For 4 Serving(s)
- 2 avocados
- 1 lime
- 2 eggs
- 2 T water
- 1/2 c all-purpose flour
- 1 t salt
- 1 t chili powder
- pn cayenne
- 1 1/4 c panko breadcrumbs
- 1/2 t black pepper
- avocado oil
- 3 c grated extra-sharp Cheddar
- 1 1/2 c grated Monterey Jack cheese
- 1 T cornstarch
- 1/4 c milk
- 4 oz diced green chiles
Avocado Fries with Queso Dip Directions
- Place the avocado wedges on a plate and sprinkle with lime juice. Set aside.
- In a small bowl, whisk together the eggs and water. Set aside.
- In another small bowl, stir together the flour, 1/2 teaspoon of the salt, chili powder, and cayenne.
- In a medium bowl, combine the breadcrumbs, remaining 1/2 teaspoon of salt, and black pepper.

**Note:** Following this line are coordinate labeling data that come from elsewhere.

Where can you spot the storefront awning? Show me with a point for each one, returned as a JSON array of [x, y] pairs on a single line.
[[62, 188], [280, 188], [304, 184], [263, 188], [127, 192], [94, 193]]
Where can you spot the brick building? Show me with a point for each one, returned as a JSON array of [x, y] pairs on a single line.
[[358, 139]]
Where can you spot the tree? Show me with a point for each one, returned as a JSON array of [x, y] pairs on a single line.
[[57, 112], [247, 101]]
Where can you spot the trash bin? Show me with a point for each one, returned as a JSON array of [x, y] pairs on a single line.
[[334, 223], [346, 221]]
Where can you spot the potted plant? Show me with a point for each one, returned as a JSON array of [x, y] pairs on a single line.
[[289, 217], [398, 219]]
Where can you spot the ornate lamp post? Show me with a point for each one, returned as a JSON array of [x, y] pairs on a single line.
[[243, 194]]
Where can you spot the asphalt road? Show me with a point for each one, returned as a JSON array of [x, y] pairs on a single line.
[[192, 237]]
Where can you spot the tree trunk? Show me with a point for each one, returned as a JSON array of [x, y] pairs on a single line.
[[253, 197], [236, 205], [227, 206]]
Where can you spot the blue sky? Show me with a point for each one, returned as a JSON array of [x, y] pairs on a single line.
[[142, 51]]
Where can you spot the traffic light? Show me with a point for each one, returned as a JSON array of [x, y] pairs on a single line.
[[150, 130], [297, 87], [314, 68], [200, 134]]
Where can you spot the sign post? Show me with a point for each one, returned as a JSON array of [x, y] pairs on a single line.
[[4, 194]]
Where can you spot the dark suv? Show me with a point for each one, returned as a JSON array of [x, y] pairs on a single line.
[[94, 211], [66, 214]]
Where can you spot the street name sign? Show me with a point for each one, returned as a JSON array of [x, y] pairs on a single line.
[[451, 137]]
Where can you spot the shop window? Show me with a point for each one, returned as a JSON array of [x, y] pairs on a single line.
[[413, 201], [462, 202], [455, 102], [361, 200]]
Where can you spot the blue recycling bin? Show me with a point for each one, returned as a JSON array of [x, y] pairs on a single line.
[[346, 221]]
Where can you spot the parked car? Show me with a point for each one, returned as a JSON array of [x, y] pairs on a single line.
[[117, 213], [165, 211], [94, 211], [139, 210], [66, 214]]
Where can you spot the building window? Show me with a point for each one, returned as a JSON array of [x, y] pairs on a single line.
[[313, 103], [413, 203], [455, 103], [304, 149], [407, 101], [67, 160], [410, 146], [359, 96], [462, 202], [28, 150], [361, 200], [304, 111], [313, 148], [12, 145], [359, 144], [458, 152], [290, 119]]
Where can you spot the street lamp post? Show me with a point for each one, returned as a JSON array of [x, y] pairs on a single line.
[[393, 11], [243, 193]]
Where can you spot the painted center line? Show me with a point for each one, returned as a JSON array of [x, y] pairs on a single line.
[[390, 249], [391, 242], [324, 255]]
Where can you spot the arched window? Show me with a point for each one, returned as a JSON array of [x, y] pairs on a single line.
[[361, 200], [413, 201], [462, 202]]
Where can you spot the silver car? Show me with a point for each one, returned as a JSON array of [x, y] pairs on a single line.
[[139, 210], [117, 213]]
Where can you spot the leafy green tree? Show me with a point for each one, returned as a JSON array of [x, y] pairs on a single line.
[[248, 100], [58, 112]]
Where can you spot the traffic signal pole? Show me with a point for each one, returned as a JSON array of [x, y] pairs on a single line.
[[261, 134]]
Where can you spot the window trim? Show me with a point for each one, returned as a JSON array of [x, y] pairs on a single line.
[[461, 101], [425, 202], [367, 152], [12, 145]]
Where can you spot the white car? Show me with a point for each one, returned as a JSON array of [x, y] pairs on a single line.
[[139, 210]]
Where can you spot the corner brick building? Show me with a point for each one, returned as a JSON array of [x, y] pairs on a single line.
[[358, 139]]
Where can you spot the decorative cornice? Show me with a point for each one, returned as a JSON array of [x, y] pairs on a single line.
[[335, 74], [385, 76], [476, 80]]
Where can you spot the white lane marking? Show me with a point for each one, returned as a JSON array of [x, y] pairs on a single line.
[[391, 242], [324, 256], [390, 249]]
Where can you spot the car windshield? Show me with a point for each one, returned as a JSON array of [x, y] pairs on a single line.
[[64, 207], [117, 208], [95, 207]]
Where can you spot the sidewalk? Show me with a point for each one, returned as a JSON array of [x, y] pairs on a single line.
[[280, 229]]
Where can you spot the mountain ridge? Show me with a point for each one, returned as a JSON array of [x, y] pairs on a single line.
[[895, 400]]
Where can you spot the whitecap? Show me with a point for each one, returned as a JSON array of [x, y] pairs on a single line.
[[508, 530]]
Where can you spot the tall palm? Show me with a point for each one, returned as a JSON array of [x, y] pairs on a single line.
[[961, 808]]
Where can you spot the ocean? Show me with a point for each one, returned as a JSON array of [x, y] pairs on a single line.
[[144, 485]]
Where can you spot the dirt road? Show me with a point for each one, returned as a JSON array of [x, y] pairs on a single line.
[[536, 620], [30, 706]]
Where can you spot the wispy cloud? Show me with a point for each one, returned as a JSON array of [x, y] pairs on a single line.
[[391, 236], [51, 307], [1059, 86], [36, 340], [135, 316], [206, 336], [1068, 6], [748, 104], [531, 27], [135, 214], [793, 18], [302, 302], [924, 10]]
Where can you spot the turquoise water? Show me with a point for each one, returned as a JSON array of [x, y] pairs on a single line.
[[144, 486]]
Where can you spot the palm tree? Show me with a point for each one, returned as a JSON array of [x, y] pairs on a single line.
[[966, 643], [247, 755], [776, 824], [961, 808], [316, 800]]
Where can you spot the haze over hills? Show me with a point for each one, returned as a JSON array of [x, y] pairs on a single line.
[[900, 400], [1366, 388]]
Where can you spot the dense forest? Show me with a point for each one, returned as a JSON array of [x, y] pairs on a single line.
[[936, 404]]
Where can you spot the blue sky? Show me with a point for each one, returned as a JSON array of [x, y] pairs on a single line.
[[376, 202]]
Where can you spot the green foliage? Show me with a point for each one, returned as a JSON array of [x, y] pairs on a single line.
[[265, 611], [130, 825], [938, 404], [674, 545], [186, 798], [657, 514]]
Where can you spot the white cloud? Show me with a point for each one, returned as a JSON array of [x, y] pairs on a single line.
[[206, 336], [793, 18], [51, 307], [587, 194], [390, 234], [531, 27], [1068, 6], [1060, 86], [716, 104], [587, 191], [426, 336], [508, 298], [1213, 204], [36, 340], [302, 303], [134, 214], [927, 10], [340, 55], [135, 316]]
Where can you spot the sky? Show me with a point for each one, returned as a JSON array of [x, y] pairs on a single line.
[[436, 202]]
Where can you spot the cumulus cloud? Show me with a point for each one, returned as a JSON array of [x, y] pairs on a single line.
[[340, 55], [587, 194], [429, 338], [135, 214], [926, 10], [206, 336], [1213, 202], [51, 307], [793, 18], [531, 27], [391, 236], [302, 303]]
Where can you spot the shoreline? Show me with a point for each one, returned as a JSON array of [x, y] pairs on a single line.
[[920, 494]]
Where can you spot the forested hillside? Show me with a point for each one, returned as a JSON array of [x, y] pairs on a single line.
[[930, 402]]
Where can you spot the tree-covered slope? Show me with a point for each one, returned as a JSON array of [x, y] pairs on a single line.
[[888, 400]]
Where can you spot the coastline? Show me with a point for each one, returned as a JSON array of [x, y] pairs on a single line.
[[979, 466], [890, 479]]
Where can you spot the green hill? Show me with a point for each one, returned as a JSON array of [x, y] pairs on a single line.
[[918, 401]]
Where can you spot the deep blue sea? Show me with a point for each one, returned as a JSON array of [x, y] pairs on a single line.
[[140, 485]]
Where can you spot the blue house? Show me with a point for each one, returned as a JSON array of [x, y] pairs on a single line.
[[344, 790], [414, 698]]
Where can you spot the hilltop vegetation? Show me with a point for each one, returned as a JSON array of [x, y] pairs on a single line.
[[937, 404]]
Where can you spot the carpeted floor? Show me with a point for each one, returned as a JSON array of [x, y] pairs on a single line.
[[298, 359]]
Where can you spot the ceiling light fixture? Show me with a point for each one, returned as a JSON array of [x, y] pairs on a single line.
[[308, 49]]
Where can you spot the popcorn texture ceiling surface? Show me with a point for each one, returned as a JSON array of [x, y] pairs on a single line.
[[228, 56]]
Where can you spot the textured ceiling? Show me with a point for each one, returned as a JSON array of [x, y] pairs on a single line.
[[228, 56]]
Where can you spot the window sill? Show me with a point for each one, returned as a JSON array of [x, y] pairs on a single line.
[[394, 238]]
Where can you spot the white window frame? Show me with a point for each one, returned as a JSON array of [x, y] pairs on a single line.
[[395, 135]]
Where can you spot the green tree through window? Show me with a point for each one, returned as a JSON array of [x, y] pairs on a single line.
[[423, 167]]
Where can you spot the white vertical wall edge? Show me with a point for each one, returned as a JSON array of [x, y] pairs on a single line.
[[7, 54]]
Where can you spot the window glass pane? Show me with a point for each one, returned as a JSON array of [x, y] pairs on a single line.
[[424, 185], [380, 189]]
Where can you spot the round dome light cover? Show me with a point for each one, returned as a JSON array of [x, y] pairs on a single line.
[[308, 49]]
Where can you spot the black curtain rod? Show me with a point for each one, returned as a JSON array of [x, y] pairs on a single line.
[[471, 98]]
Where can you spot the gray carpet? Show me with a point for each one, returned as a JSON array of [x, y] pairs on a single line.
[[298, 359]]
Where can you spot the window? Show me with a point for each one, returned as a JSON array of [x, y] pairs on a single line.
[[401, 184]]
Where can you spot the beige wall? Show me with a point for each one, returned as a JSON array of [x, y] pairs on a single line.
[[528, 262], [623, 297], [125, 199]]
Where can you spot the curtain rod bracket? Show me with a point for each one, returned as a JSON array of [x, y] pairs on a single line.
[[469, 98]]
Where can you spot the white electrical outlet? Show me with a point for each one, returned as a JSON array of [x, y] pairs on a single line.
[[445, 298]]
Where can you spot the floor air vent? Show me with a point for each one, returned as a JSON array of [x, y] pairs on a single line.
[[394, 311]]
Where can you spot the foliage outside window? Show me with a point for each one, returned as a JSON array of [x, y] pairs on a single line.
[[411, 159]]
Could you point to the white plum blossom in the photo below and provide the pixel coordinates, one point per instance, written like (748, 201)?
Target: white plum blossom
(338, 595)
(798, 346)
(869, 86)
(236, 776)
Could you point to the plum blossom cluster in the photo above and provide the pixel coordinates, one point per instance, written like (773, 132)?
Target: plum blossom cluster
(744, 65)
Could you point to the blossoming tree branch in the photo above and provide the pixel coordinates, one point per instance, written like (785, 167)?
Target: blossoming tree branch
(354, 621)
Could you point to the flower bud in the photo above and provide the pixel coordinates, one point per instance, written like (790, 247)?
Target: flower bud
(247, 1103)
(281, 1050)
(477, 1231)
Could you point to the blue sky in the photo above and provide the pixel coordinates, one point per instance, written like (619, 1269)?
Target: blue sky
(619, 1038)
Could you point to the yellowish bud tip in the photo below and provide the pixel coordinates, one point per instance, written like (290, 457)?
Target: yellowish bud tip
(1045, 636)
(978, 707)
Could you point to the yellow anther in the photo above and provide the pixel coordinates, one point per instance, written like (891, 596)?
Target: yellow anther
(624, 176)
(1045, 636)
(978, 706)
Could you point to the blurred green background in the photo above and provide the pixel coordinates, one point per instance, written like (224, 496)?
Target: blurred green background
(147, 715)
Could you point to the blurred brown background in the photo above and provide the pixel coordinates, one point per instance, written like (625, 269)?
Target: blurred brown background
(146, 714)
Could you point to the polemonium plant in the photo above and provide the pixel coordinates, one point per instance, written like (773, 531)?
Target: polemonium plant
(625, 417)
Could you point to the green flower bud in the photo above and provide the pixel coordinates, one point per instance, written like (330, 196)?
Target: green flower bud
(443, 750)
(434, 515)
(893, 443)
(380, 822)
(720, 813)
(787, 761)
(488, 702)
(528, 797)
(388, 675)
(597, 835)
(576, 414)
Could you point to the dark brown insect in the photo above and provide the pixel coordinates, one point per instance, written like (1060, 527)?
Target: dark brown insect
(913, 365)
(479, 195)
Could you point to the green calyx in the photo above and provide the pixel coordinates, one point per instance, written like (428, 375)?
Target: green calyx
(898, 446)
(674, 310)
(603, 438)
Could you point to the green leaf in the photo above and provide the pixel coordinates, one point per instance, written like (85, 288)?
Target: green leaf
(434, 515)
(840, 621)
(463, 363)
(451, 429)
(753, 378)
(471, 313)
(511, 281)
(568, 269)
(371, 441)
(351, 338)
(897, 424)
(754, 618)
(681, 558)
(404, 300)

- Line a baking sheet with parchment paper. Make an assembly line, and dip the avocado slices first in the flour mixture, then the egg mixture, then the breadcrumb mixture.
- In a medium, heavy saucepan outfitted with a fry thermometer, heat an inch of oil to 375F. Use tongs to place avocado in the oil, about 6-8 wedges at a time. Fry until golden brown, then transfer to the prepared baking sheet and sprinkle with salt and more cayenne. Continue frying the remaining avocado wedges, letting the oil come back up to temperature between batches.
- Combine the cheeses with the cornstarch in a medium saucepan. Heat over a low flame and stir in the milk. Cook, stirring, for 10-15 minutes, until melted and smooth. Stir in the chiles and juices.
- Serve the avocado fries hot, with warm queso.